Nach Antibiotika

Ernährung nach Antibiotika: neun Arten fehlen noch

Ballaststoffreiche Pflanzen, fermentierte Lebensmittel und Geduld. Der größte Teil der Gemeinschaft war etwa 1,5 Monate nach der untersuchten 4-tägigen Antibiotikakombination wieder nahe am Ausgangswert (Nature Microbiology, 2018), doch neun verbreitete Arten waren an Tag 180 bei den meisten Männern noch nicht nachweisbar.
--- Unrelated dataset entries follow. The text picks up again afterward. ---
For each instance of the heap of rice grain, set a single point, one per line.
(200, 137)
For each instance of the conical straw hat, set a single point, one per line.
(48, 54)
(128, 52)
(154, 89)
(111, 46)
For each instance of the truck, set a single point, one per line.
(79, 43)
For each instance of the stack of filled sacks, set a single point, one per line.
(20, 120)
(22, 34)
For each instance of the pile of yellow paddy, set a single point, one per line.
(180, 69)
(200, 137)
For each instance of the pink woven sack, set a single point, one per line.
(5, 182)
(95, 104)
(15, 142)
Probiotika senken den Antibiotika-assoziierten Durchfall, doch die eine Studie an der Darmschleimhaut fand, dass sie deren Wiederaufbau verzögerten.
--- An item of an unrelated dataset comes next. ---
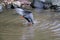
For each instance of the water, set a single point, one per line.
(46, 27)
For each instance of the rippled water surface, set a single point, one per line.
(46, 27)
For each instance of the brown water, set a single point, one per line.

Was soll ich jetzt essen? — eine Frau vormittags am Marktstand, eine Papiertüte mit Gemüse in der Hand

Sie schlucken an einem Dienstagmorgen die letzte Kapsel, und mit ihr kommt die Frage: und jetzt? Das Apothekenregal hat eine Antwort in einer Schachtel, das Internet hat vierzehn, und fast niemand fängt dort an, wo ein Mikrobiologe anfängt — bei der Form des Schadens und bei der Geschwindigkeit, mit der er sich selbst repariert.
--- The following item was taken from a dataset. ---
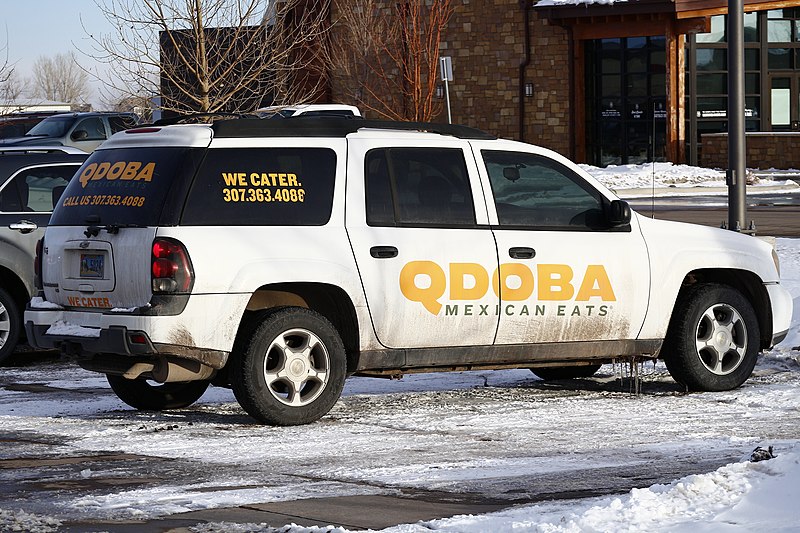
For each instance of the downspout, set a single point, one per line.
(526, 60)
Die gemessene Kurve: wie schnell er zurückkommt

Das sauberste Bild kommt aus Kopenhagen. Palleja und Kollegen gaben 12 gesunden Männern über 4 Tage drei Reserveantibiotika auf einmal — Meropenem, Gentamicin und Vancomycin — und verfolgten danach 6 Monate lang ihren Stuhl 1. Die ersten Wochen sahen schlecht aus: Es blühten Enterobakterien und andere Pathobionten auf, darunter Enterococcus faecalis und Fusobacterium nucleatum, und die Arten von Bifidobacterium sowie die Butyratbildner gingen zurück 1.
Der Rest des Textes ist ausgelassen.